2.2  Wired connections between independent plants via Dodder-mediated interspecific signaling
Dodder is a plant holoparasite that acquires water and nutrients from host plants via the haustorium, which physically connects the parasite to its host. Dodder species have broad host range, and can interconnect several plant species or clusters of the same species (Figure 1) to generate a common dodder network. The common dodder network can be considered as an inter-plant highway that translocates large numbers of proteins, RNA, metabolites, and plant viruses over a distance of at least 100 cm (Hettenhausen et al. , 2017, Zhuang, Li, Song, Hettenhausen, Schuman, Sun, Zhang, Li, Song & Wu, 2018). The common dodder network can translocate more than 1,500 proteins between soybean and Arabidopsis, and some of these proteins can localize in dodder seeds. Approximately 15–30% of dodder proteins have host origin, including transcription factors and R proteins that may function in signal transaction. Dodder proteins can transfer to host plant cells.
Plants can anticipate future threats by receiving neighboring plant signals transferred through the common dodder network. Although there are few reports on the role of the common dodder network in inter-plant signaling, the results indicate that these transferred signals are important in biotic/abiotic stress responses. When a host of dodder plant is under abiotic stress such high salinity, dodder transfers salinity stress signals through a cluster of plants at a rate of 1.2 cm per min, which prime salt tolerance in neighboring receiver plants. This receiver plant priming changes the transcriptome, proline levels, and stomatal conduction, so that the receiver plant stress response becomes similar to that of the donor plant (Li, Zhang, Liu, Liu, Shen, Zhuang & Wu, 2020b).
Plants infected with different herbivorous insects transfer relatively long-distance signals to conspecific and heterospecific neighbors via the common dodder network (Hettenhausen et al. , 2017, Zhuanget al. , 2018).
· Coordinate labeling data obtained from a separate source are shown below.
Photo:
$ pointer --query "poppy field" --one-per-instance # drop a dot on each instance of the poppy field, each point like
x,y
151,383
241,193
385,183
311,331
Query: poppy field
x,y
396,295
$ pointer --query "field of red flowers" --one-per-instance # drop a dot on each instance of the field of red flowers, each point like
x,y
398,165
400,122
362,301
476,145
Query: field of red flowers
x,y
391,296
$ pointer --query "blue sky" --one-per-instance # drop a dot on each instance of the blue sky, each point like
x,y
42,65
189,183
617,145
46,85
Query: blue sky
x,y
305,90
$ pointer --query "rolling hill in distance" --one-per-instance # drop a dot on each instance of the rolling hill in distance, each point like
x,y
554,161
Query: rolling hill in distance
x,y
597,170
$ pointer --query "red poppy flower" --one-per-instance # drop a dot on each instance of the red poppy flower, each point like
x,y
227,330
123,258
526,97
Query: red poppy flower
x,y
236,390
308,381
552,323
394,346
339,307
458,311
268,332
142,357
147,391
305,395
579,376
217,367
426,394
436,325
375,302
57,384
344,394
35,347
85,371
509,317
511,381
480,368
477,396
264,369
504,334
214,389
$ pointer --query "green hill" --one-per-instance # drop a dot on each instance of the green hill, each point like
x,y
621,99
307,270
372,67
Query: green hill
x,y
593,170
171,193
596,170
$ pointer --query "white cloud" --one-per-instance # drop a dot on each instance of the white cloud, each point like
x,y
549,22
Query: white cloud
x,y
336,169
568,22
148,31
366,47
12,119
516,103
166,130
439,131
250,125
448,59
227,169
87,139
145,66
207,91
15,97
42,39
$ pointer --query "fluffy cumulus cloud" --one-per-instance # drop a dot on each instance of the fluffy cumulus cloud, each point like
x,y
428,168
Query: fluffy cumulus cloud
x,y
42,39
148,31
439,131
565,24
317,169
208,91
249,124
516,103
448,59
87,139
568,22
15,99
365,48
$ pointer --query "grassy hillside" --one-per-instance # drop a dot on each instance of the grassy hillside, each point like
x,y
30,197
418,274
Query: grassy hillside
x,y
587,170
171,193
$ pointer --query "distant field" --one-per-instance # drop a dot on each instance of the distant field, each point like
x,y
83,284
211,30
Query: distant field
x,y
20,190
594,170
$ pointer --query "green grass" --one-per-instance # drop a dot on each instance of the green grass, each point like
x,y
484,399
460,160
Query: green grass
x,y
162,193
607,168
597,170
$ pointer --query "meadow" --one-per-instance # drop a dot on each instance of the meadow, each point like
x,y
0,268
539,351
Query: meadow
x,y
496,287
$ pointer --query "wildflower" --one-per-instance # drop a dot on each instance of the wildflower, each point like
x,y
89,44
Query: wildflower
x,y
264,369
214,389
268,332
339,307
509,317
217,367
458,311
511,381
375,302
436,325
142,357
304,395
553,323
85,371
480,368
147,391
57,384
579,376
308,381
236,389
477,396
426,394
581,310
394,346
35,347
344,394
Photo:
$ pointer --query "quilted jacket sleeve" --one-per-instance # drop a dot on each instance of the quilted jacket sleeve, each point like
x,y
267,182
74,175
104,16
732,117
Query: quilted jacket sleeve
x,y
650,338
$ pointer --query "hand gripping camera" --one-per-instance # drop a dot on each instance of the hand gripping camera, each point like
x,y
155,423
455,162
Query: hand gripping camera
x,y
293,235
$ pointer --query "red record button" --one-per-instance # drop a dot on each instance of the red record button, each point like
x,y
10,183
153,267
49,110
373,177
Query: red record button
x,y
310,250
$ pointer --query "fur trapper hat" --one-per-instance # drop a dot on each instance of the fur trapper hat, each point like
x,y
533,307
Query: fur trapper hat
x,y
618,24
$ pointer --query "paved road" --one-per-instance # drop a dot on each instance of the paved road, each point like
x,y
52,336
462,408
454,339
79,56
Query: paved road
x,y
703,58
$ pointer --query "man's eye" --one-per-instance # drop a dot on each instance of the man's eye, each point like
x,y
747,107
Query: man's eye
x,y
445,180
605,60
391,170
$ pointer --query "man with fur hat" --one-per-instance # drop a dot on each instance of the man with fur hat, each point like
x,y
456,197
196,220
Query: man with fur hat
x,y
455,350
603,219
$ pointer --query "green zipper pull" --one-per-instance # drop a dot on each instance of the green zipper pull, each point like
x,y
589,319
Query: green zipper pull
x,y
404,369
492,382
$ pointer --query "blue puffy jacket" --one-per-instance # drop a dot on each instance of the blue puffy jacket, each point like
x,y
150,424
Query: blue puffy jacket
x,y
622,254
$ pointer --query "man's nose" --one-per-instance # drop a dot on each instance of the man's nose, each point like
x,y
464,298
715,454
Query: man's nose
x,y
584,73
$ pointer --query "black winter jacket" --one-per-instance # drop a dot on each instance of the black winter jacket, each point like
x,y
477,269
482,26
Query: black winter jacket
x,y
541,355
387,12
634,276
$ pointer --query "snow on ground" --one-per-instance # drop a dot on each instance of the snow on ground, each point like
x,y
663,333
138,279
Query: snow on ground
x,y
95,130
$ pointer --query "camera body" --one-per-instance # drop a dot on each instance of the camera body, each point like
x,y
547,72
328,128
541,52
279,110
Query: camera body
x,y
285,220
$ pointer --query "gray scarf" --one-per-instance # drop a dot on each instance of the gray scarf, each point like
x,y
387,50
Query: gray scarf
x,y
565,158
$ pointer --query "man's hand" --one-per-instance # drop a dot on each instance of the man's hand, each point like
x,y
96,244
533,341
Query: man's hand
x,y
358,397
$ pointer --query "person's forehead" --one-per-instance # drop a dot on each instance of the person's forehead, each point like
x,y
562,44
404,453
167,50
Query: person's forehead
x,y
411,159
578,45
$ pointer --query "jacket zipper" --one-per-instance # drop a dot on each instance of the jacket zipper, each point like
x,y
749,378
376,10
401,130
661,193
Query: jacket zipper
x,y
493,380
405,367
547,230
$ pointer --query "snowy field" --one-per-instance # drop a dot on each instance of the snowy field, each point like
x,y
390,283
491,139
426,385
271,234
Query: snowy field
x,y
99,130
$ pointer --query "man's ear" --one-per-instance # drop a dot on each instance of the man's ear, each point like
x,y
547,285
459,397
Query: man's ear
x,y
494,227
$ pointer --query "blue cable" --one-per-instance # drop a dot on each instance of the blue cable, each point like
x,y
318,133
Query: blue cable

Myzus persica infestation reduces the contents of salicylic acid (SA) and jasmonic acid (JA) in dodder by up to 58% and 41%, respectively. Aphids can modulate hormonal signaling by injecting effector proteins into dodder plants (Rodriguez & Bos, 2013). Aphid-infested dodder induce JA but not SA in soybean hosts, and subsequent phloem sap feeding by M. persica and chewing bySpodoptera litura causes 41% and 20% less damage, respectively, in dodder-infected plants than in control plants. Dodder transfers signals from insect-damaged soybean to conspecific or heterospecific plants, such as tomato and Arabidopsis. Gene expression and RNA-seq analyses reveal intense transcriptome modification in receiver plants. An unknown signal can translocate between common dodder network–connected Arabidopsis plants at a rate of 1 cm/min. A wave of signal transduction propagated between connected Arabidopsis plants, as intracellular WRKY 40 and WRKY53 transcription factors reached maximum expression at 45 and 90 min after donor plant damage in the second and fourth plants in the cluster, respectively (Zhuang et al. , 2018).